Before founding Avidyne in 1994, Schwinn led a global communications equipment manufacturer to achieve annual sales of $150 million before it was acquired by computer chip maker Intel. Avidyne supplies the systems to piston-engine aircraft makers Cirrus, Columbia, and Piper and to VLJ makers Adam, ATG, and Eclipse.
Integrated flight deck systems have proven immensely popular. Garmin, best known for its Global Positioning System receivers, has followed Avidyne into the market.
For Schwinn, the key to keeping integrated displays affordable is the successful application and integration of technologies developed for non-aviation industries, primarily automobiles.
“The aviation market isn’t that big,” says Schwinn. “We had to be good at leveraging technology that was originally designed for another use. So our screens are laptop screens. Our Attitude, Heading, and Reference System uses gyros and accelerometers that were built for car stability systems by the tens of millions.”
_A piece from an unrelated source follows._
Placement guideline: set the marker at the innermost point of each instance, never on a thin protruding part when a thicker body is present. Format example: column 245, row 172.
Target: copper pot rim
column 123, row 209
Avidyne relies heavily on an automotive high-speed, safety-critical data communications system, called FlexRay, developed by a consortium that includes automakers BMW, DaimlerChrysler, General Motors, and Ford; automotive component maker Robert Bosch; and Motorola and Phillips Semiconducters. In cars, FlexRay drives an increasingly elaborate system of sensors and actuators that control things like anti-lock brakes and automatic stability controls.
Small, efficient fanjet engines, systems that make the aircraft easier to fly, R&D money from NASA, and a small group of entrepreneurs who didn’t know they couldn’t build lightweight, cheaper jets have all come together over the past 15 years to create a resurgence in the U.S. general aviation industry. Orders have been placed for more than 3,500 VLJs, with a total market value of more than $5 billion.
About two-thirds of the orders will form the backbone of a hoped-for air taxi market: a network that could offer on-demand and affordable business travel to the nation’s 5,000 general aviation airports. The air taxi business is targeting middle managers, a market its proponents claim is ignored or ill-served by the airlines. The other one-third of VLJs will go to private pilots.
These 3,500 orders do not include any government sales. On January 30, 2006, the U.S. Department of Defense issued a Request for Information to all very light jet manufacturers, asking them to submit data on the applicability of their aircraft in a variety of roles, from pilot training to surveillance. The Air Force plans to start flight evaluations at Edwards Air Force Base, in California, by December. Another reason that 2006 is the year of the very light jet.